I wanted to selfhost some applications (docker) for my family like nextcloud but I dont want to open a bunch of ports for that. So I found Traefik and I would like to route the requests from outside through Traefik. But no matter how many tutorials I watch or I look through the documentation of Traefik I can not wrap my head around it. My environment looks something along those lines:
Modem -> PfSense -> Raspberrypi (Pihole) -> Switch -> NAS QNAP

So I have Pihole on my Raspberrypi installed. Apart from that I am running a few Docker Containers on it (Dockge, Wordpress, Grafana etc Here I also want to run Traefik via Docker). On my NAS I am also running a few applications with docker. So I would like to have SSL certificates at least on those applications I would expose to the public. But before I do something I would bang my head agaist could you please look through my docker compose files and see if I made a mistake anywhere?

-) I pointed my private IP Adress to my domain via an A record (www and @)
-) Make a Docker Container with Docker-Compose for Traefik on my Raspberry

Traefik Docker Compose with Lets Encrypt. I changed the external port 8080 to 8084 because the webui of one of my applications is already using that port: docker-compose.yml
version: "3.3"

services:

  traefik:
    image: "traefik:v3.1"
    container_name: "traefik"
    command:
      #- "--log.level=DEBUG"
      - "--api.insecure=true"
      - "--providers.docker=true"
      - "--providers.docker.exposedbydefault=false"
      - "--entryPoints.websecure.address=:443"
      - "--certificatesresolvers.myresolver.acme.tlschallenge=true"
      #- "--certificatesresolvers.myresolver.acme.caserver=https://acme-staging-v02.api.letsencrypt.org/directory"
      - "--certificatesresolvers.myresolver.acme.email=anonym@e-mailadress.com"
      - "--certificatesresolvers.myresolver.acme.storage=/letsencrypt/acme.json"
    ports:
      - "443:443"
      - "80:80"
      - "8084:8080"
    volumes:
      - /var/run/docker.sock:/var/run/docker.sock:ro
      - /opt/containers/traefik/acme.json:/acme.json
      - /opt/containers/traefik/routes:/routes
    labels:
      - "traefik.enable=true"
      - "traefik.http.routers.dashboard.rule=(Host(`pi.hole`) && (PathPrefix(`/api`) || PathPrefix(`/dashboard`)))"
      - "traefik.http.routers.dashboard.service=api@internal"

-) Now I need to make a "routes" folder for those applications I am hosting.

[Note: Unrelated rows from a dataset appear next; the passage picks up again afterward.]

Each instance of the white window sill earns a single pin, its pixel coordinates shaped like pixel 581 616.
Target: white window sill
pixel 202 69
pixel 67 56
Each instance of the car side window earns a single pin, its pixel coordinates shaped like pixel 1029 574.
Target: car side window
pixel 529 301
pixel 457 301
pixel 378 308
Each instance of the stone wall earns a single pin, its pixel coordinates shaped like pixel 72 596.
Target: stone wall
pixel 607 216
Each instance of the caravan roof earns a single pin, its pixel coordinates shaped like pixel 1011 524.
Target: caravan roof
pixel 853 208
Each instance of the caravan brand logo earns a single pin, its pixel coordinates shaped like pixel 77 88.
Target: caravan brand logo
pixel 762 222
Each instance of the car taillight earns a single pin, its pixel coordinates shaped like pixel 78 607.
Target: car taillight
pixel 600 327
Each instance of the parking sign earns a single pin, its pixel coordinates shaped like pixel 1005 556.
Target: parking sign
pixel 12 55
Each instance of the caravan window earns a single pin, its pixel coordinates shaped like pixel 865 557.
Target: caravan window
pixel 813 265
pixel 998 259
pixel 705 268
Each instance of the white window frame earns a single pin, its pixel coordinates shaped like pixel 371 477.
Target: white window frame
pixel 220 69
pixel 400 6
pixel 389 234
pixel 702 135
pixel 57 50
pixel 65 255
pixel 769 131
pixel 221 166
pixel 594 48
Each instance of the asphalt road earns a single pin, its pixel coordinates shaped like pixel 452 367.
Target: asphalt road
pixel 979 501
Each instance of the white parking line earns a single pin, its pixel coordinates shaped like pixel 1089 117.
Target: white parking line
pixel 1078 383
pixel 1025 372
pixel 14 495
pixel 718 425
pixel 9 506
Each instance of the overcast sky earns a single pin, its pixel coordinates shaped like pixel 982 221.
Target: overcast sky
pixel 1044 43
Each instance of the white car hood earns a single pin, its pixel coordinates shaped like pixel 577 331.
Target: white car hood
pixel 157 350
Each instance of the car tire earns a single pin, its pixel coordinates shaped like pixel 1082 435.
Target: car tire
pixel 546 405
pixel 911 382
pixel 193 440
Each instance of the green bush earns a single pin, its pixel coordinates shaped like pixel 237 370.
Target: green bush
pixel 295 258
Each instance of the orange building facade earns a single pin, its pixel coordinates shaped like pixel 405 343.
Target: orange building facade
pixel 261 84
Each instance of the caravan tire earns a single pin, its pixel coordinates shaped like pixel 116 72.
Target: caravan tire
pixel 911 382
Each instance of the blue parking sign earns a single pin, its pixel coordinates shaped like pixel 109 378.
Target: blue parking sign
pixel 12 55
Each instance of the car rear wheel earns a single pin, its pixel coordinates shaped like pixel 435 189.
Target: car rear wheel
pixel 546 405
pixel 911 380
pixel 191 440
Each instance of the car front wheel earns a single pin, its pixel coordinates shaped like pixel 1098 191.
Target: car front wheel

Here is an example route:

Route Nextcloud example: nextcloud.conf
http:
  serversTransports:
    mytransport:
      insecureSkipVerify: true
  routers:
    nextcloud:
      entryPoints:
      - websecure
      service: nextcloud
      rule: Host(`nextcloud.mydomain.com`)
  services:
    nextcloud:
      loadBalancer:
        servers:
        - url: http://192.168.1.210:8082/
        passHostHeader: true

Is that even remotely correct? If not what would be a better and/or easier way?

For Traefik LetsEncrypt tlsChallenge to work, a request from the Internet to the domain IP needs to arrive at Traefik port 443. Domain configured correctly, router port-forwarding, too?

Note that you need a providers.file (doc) in Traefik static config (traefik.yml or command:) to read a Traefik dynamic config file with routers and services.

Note that you forward container port 80, but don't have a Traefik entrypoint defined for it. Maybe compare to simple Traefik example.

Maybe enable Traefik dashboard and debug log to access more information.